II. STIPULATIONS OF FACT
At hearing, the parties agreed to the following stipulations:
Tr. 6.
III. ANALYSIS AND FINDINGS
Shaun Chapman was terminated from his position as a roof bolter at Buchanan Minerals on December 2, 2024. Tr. 9. He has worked as a roof bolter, also known as a pinnerman, for 23 of his 25-year long mining career. Tr. 9-10, 32. As a roof bolter, he was responsible for ensuring that the ribs and top of the mine are secure and that the area is safe to progress forward with coal mining. Tr. 10, 32. His job duties involved examining areas for loose rock and installing metal rods into holes using glue in order to connect rocks together to keep them from falling. Tr. 10, 13. If a roof bolter is rushed during the installation process, rock falls can occur from improperly set glue. Tr. 11. Roof bolters work on shift with one partner. Tr. 11.

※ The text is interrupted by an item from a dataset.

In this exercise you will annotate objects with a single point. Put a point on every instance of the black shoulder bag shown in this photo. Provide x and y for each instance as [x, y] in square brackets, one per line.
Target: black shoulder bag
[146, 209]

Chapman began his employment with Buchanan Minerals on August 10, 2021. Tr. 11. Beginning in January 2024, TJ Dotson became his supervisor. Tr. 12. Chapman testified that Dotson’s management style was very “rushy” and that he wanted employees to finish bolting quickly in order to move onto cutting coal. Tr. 12. This interfered with Chapman’s work because bolting takes time to do properly and rushing through the bolting process can create an unsafe environment. Tr. 13. Under Dotson, Chapman felt pressured to prioritize working quickly at the expense of safety. Tr. 18.
In August 2024, Chapman witnessed a tense conversation between Dotson and Chapman’s roof bolting partner, Gary Ramey. Tr. 16. While Chapman and Ramey were bolting a rib that was over nine feet high and that they believed could be a citable violation, Dotson approached them to tell them that the rib did not need to be bolted. Tr. 16-17, 18. Chapman testified that Dotson told them to “stop cutting into [his] coal run time.” Tr. 17. Chapman responded by asking Dotson what was more important, coal run time or safety, and that the rib needed to be bolted. Tr. 17. After this argument, Chapman felt that he and Ramey had targets on their backs because Dotson was angry with them. Tr. 17-18. This caused Chapman to fear for his job security. Tr. 18.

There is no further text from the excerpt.